Use this dataset on infant mortality for the following questions: http://johnmuschelli.com/intro_to_r/data/indicatordeadkids35.csv

## you can add more, or change...these are suggestions
library(tidyverse)
library(readr)
library(dplyr)
library(ggplot2)
library(tidyr)

Questions

  1. Read the data using read_csv() and name it mort. Rename the first column to country using the rename() command in dplyr. Create an object year variable by extracting column names (using colnames()) and make it to an integer as.integer()), excluding the first column either with string manipulations or bracket subsetting or subsetting with is.na.

  2. Reshape the data so that there is a variable named year corresponding to year (key) and a column of the mortalities named mortality (value). Hint: use the tidyr package and its gather() function. Name the output long and make year a numeric variable. Hint: remember that -COLUMN_NAME removes that column, gather all the columns but country.

  3. Read in this the tab-delim file: http://johnmuschelli.com/intro_to_r/data/country_pop.txt and call it pop, which contains population information on each country (hint: use read_tsv()). Rename the second column to "Country" and the column "% of world population", to percent

  4. Determine the population of each country in pop using arrange(). Get the order of the countries based on this (first is the highest population), and extract that column and call it pop_levels. Make a variable in the long data set named sorted that is the country variable coded as a factor based on pop_levels.

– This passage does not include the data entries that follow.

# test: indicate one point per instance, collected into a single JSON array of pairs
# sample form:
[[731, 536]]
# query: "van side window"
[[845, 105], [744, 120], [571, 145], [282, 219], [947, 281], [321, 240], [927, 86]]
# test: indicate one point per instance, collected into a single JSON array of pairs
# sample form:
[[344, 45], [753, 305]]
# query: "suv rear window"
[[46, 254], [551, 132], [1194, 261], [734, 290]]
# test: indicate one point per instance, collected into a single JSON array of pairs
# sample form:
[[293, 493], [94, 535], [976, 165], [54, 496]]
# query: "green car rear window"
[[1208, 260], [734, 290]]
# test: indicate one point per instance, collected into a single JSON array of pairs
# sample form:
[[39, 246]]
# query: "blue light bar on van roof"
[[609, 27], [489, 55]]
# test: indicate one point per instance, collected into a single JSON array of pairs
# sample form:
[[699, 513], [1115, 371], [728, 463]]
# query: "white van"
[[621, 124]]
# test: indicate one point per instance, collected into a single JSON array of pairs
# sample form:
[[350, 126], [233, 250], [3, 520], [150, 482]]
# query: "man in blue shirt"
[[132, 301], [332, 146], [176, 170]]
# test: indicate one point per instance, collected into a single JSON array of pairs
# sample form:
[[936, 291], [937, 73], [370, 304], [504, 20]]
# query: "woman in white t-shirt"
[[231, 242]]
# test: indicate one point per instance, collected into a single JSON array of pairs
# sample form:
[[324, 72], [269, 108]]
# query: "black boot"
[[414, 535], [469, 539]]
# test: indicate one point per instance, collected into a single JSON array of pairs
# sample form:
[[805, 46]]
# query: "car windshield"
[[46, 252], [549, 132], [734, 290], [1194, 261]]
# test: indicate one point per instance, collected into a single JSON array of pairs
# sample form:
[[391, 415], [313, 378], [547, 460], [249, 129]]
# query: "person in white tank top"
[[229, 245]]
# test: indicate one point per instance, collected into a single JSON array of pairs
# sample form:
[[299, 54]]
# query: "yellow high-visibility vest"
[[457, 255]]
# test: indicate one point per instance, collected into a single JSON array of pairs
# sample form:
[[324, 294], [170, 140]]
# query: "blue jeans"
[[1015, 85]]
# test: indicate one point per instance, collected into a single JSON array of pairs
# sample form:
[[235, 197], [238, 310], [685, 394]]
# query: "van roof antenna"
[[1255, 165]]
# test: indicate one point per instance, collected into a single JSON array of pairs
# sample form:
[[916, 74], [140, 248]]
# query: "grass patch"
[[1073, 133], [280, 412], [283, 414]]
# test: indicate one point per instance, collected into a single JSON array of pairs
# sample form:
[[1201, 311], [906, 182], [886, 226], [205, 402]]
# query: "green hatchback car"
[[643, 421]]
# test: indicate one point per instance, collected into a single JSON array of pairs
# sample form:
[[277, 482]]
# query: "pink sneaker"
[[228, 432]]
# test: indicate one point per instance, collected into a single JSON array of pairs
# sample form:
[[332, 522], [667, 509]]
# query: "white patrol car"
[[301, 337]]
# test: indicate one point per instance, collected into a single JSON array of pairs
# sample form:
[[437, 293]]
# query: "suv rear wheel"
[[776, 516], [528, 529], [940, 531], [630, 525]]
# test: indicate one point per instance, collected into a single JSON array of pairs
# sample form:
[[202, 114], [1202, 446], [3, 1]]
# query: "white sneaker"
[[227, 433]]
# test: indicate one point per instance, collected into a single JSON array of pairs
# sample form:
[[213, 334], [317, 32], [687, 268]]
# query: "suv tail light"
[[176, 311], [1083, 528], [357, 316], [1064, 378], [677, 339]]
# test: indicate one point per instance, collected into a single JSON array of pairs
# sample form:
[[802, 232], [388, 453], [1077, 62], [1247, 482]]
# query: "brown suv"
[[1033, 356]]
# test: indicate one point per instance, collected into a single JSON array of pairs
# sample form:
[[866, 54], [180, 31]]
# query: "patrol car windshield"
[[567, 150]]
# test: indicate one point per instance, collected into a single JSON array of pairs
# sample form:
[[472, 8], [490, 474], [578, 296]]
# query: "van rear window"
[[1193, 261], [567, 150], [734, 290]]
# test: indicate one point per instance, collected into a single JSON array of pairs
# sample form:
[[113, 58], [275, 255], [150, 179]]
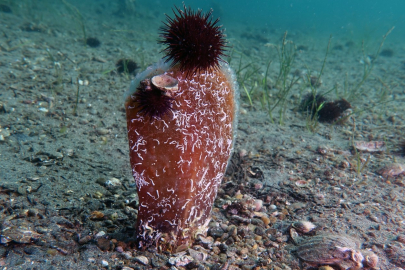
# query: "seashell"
[[301, 183], [373, 146], [303, 226], [393, 169], [165, 83]]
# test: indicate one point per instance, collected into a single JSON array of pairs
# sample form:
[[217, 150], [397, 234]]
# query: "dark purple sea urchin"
[[193, 40]]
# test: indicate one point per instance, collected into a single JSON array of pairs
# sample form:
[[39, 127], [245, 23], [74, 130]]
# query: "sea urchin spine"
[[181, 118]]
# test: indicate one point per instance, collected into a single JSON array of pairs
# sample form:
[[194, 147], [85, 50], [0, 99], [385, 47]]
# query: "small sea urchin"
[[193, 40], [152, 101]]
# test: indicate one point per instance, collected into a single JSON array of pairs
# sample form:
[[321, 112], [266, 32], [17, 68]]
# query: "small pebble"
[[141, 259], [104, 263], [100, 234]]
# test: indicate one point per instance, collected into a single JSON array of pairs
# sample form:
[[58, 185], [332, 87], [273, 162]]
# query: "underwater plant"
[[181, 119]]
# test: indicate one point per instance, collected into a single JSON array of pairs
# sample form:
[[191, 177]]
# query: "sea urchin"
[[193, 40], [152, 101]]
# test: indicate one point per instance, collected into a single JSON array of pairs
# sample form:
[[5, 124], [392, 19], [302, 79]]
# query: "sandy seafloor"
[[54, 164]]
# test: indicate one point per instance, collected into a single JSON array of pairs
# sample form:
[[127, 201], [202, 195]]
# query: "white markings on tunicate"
[[157, 195], [184, 206]]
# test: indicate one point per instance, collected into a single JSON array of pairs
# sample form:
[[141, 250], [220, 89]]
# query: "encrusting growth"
[[181, 118]]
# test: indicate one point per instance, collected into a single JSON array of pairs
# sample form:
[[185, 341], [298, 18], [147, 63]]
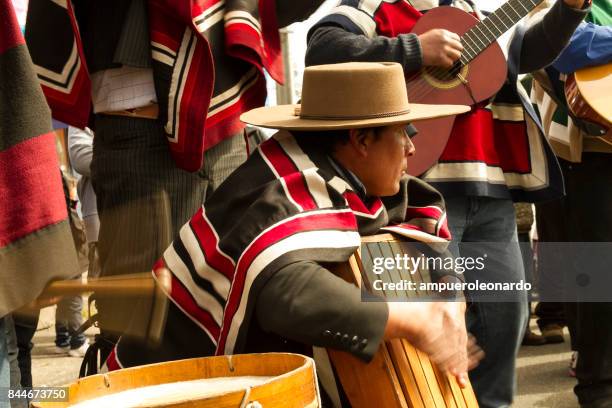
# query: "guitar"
[[475, 77], [587, 92]]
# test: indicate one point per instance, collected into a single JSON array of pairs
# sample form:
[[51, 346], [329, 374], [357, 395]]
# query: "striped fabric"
[[35, 241], [489, 152], [284, 204], [208, 61]]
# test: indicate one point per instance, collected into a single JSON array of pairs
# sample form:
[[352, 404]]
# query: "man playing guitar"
[[488, 161], [583, 215]]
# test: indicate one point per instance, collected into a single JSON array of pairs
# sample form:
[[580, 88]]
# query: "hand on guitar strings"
[[438, 330], [440, 47]]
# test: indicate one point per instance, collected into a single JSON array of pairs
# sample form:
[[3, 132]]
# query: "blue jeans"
[[5, 371], [497, 326], [68, 319]]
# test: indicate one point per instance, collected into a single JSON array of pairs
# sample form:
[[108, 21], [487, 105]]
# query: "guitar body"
[[587, 92], [484, 75]]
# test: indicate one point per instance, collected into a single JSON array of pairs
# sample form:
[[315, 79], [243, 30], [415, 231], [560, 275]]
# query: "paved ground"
[[543, 381]]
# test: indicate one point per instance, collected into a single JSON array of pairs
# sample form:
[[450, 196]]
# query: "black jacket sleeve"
[[543, 41], [305, 302], [330, 44]]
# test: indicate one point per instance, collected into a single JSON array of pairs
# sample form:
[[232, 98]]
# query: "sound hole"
[[446, 74], [445, 77]]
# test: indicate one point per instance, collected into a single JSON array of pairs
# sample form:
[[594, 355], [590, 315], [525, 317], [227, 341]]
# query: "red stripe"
[[10, 34], [331, 221], [31, 188], [396, 18], [408, 227], [244, 42], [197, 91], [444, 231], [185, 300], [476, 137], [209, 243], [272, 55], [356, 204], [71, 108], [291, 175]]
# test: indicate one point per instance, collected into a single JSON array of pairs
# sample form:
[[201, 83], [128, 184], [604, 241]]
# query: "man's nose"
[[409, 148]]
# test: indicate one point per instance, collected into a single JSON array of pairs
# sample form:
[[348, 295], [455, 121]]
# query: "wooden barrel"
[[280, 380]]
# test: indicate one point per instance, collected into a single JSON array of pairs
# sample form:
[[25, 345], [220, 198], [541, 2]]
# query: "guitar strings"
[[421, 87]]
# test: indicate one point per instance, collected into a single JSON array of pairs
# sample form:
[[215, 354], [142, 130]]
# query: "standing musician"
[[583, 215], [247, 272], [488, 161], [163, 84]]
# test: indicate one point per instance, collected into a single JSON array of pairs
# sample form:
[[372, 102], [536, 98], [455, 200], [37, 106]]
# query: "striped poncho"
[[35, 241], [208, 59], [489, 152], [285, 204]]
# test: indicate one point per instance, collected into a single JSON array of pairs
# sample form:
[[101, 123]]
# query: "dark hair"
[[326, 140]]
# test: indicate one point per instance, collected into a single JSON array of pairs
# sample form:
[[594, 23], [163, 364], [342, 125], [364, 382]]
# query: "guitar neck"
[[479, 37]]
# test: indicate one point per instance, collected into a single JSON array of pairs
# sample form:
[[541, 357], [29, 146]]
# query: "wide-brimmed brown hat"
[[349, 96]]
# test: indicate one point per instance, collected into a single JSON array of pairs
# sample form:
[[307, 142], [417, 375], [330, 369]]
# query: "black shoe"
[[533, 339]]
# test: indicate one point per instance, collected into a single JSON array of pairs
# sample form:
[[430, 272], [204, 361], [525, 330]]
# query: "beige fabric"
[[350, 95], [568, 142]]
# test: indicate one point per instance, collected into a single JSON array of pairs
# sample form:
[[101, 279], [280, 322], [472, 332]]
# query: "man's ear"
[[359, 141]]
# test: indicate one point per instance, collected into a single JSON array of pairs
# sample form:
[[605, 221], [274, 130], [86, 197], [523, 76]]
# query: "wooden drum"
[[239, 381]]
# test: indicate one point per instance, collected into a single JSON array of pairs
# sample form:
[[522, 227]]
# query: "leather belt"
[[144, 112]]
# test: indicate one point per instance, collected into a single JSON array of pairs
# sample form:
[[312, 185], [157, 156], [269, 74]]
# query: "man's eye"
[[411, 130]]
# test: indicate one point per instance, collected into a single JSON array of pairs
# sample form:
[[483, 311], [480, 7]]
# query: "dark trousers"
[[550, 220], [25, 327], [143, 199], [586, 216], [498, 326], [68, 320]]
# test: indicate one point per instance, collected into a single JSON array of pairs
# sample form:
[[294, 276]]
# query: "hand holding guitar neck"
[[576, 4], [440, 47]]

  5. Subset long based on years 1975-2010, including 1975 and 2010 and call this long_sub using & or the between() function. Subset the following countries using dplyr::filter() and the %in% operator on the sorted country factor (sorted) for long_sub with c("Venezuela", "Bahrain", "Estonia", "Iran", "Thailand", "Chile", "Western Sahara", "Azerbaijan", "Argentina", "Haiti") and reassign to long_sub. Lastly, remove missing rows for mortality using filter() and is.na().

  6. Plotting: create “spaghetti”/line plots for the countries in long_sub, using different colors for different countries, using sorted. The x-axis should be year, and the y-axis should be mortality. Make the plot using qplot and also ggplot.

  7. Bonus, load the plotly package (library(plotly)) and assign the plot from 6) to g and run ggplotly(g).